In an exclusive statement commenting on the sensitive issue for the first time in the media, Canning warned that governments which tried to stifle debate and failed to respect the rule of law would “increasingly find themselves on the wrong side of history”. He was commenting on a speech made by, William Hague, the British Secretary of State for Foreign and Commonwealth Affairs, at The Times Summit on African Business Opportunities held in London last week.
In his stinging address, Hague said one of the emerging lessons “of the crisis in the Middle East” was that “demands for freedom will spread, and that undemocratic government’s elsewhere should take heed”. The British Government regularly blasts President Robert Mugabe and Zanu (PF), accusing them of failing the people who had voted them into power at Independence in 1980.
“The effects of this crisis (in Middle East) are already ripping out in some parts of sub-Saharan Africa,” Hague. “In Zimbabwe, for example, over 40 student activists and trade unionists were arrested for Treason simply for watching video footage of protests in Egypt and Tunisia.” He praised Zimbabwe’s Minister of Finance, Tendai Biti, saying he had managed to steer the struggling economy from a period of hyperinflation to a period of almost zero inflation at the moment.

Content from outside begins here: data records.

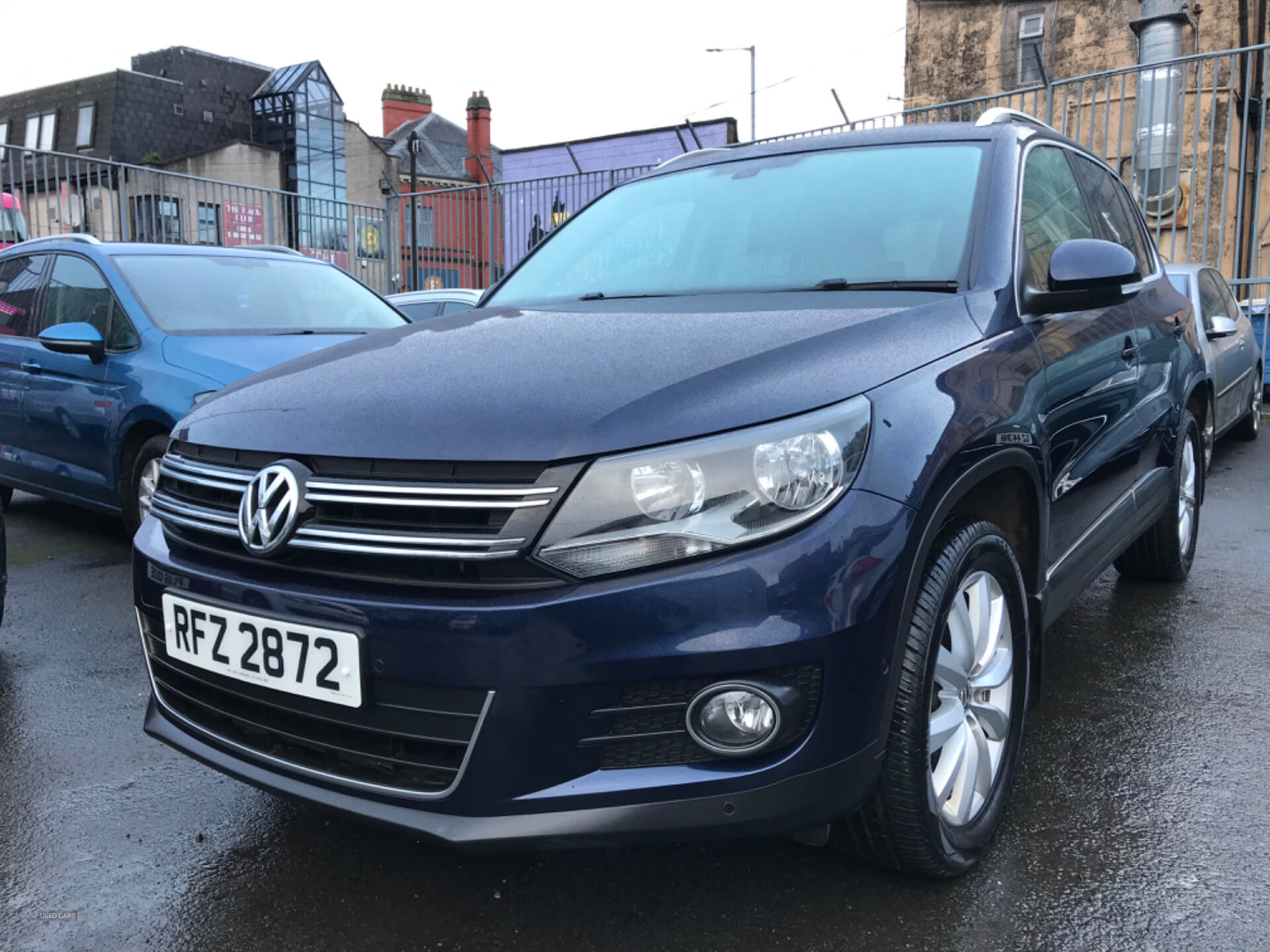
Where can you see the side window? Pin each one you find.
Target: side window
(77, 292)
(1111, 211)
(1053, 212)
(1212, 301)
(19, 280)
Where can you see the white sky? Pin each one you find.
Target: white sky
(554, 69)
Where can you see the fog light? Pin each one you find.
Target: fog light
(733, 719)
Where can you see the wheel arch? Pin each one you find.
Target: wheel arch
(974, 492)
(138, 427)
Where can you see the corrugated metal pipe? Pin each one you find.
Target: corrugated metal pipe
(1158, 138)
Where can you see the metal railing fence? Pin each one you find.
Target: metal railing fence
(62, 193)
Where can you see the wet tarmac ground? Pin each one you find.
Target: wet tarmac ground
(1140, 819)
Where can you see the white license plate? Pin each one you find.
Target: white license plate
(285, 655)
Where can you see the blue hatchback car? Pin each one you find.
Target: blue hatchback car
(103, 347)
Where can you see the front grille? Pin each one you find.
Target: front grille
(646, 729)
(427, 524)
(407, 738)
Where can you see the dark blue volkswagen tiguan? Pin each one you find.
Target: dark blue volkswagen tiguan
(740, 507)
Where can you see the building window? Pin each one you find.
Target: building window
(208, 223)
(40, 131)
(426, 225)
(84, 130)
(155, 219)
(1032, 48)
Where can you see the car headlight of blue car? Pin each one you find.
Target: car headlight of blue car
(705, 495)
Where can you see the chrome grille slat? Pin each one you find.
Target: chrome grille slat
(368, 517)
(429, 502)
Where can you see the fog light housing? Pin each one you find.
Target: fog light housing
(734, 719)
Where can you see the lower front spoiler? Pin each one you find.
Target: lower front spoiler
(781, 808)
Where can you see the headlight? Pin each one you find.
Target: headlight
(705, 495)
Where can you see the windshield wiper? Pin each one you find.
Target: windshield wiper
(603, 296)
(843, 285)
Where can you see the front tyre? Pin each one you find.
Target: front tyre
(958, 723)
(1166, 550)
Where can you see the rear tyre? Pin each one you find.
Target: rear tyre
(1166, 550)
(958, 723)
(140, 480)
(1251, 423)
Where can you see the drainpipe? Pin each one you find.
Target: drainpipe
(1158, 134)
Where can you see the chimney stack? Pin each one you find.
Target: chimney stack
(403, 104)
(478, 138)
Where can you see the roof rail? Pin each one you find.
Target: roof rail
(67, 237)
(276, 249)
(1000, 113)
(694, 153)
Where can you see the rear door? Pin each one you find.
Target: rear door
(1091, 377)
(71, 404)
(19, 288)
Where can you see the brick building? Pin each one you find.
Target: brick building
(963, 48)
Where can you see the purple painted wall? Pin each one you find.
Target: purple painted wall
(619, 151)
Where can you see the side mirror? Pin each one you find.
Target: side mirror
(75, 338)
(1221, 327)
(1085, 273)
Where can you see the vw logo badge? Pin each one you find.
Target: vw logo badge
(270, 509)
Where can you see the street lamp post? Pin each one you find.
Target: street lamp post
(751, 51)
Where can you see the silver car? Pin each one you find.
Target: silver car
(1231, 353)
(422, 305)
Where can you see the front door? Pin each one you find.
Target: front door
(19, 288)
(1091, 379)
(1232, 360)
(73, 403)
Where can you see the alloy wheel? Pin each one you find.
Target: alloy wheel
(146, 487)
(970, 698)
(1187, 496)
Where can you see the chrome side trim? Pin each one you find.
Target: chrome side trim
(427, 502)
(287, 767)
(1107, 513)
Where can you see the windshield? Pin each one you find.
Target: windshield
(780, 222)
(13, 226)
(240, 295)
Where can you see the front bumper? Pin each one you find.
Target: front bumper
(553, 658)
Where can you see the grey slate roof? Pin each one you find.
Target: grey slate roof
(443, 151)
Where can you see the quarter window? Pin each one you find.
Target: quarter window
(19, 278)
(1111, 212)
(1053, 212)
(78, 292)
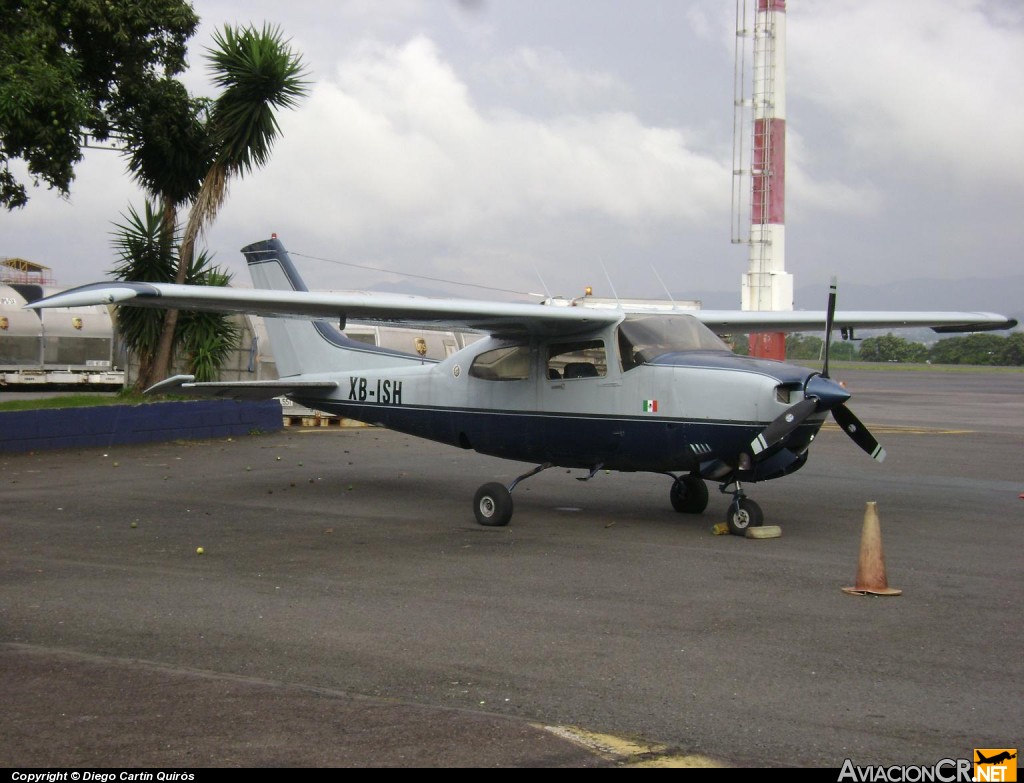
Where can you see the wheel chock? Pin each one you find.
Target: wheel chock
(764, 531)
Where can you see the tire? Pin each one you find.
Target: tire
(493, 505)
(744, 514)
(689, 494)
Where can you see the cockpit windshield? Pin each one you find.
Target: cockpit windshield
(644, 338)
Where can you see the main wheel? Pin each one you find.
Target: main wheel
(493, 505)
(743, 514)
(689, 494)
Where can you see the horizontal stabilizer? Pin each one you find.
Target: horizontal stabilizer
(238, 390)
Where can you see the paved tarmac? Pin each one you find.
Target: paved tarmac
(347, 611)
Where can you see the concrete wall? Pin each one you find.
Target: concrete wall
(104, 426)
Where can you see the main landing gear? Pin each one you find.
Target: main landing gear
(493, 502)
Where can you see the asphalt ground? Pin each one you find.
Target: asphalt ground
(347, 610)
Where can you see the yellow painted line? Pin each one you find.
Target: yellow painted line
(632, 752)
(896, 429)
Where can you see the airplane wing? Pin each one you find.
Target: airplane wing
(741, 321)
(501, 318)
(251, 390)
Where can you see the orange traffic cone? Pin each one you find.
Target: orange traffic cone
(871, 566)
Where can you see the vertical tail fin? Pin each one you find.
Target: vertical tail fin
(305, 347)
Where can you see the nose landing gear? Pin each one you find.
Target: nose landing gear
(743, 513)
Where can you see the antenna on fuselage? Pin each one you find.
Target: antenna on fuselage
(547, 291)
(610, 284)
(667, 292)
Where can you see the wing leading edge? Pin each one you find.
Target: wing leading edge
(499, 318)
(810, 320)
(504, 318)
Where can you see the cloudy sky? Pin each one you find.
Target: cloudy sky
(532, 144)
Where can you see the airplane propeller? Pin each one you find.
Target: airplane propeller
(820, 393)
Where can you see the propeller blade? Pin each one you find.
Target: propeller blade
(852, 427)
(783, 425)
(829, 318)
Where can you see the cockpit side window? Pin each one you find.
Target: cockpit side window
(509, 363)
(585, 358)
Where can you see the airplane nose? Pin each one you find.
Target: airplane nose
(827, 392)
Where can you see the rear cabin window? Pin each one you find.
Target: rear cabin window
(510, 363)
(580, 359)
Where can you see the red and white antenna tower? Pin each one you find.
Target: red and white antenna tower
(766, 286)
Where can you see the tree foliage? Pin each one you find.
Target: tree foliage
(77, 69)
(147, 248)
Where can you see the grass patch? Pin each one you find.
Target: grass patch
(898, 366)
(76, 400)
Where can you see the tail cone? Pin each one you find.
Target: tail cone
(871, 565)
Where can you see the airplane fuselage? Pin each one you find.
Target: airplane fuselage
(678, 412)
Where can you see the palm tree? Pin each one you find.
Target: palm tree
(147, 248)
(258, 74)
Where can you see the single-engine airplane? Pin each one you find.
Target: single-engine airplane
(619, 388)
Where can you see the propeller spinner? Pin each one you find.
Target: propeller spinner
(820, 393)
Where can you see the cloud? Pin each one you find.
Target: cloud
(393, 150)
(916, 86)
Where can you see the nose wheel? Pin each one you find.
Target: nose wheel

Canning said : “William Hague made it very clear that Britain is not seeking to dictate change in countries like Zimbabwe. But he equally made it plain that those governments which fail to deliver what they should – good and accountable governance – and which spoon-feed their people a diet of vitriol and coercion, rather than a positive vision of the future – will increasingly find themselves on the wrong side of history”.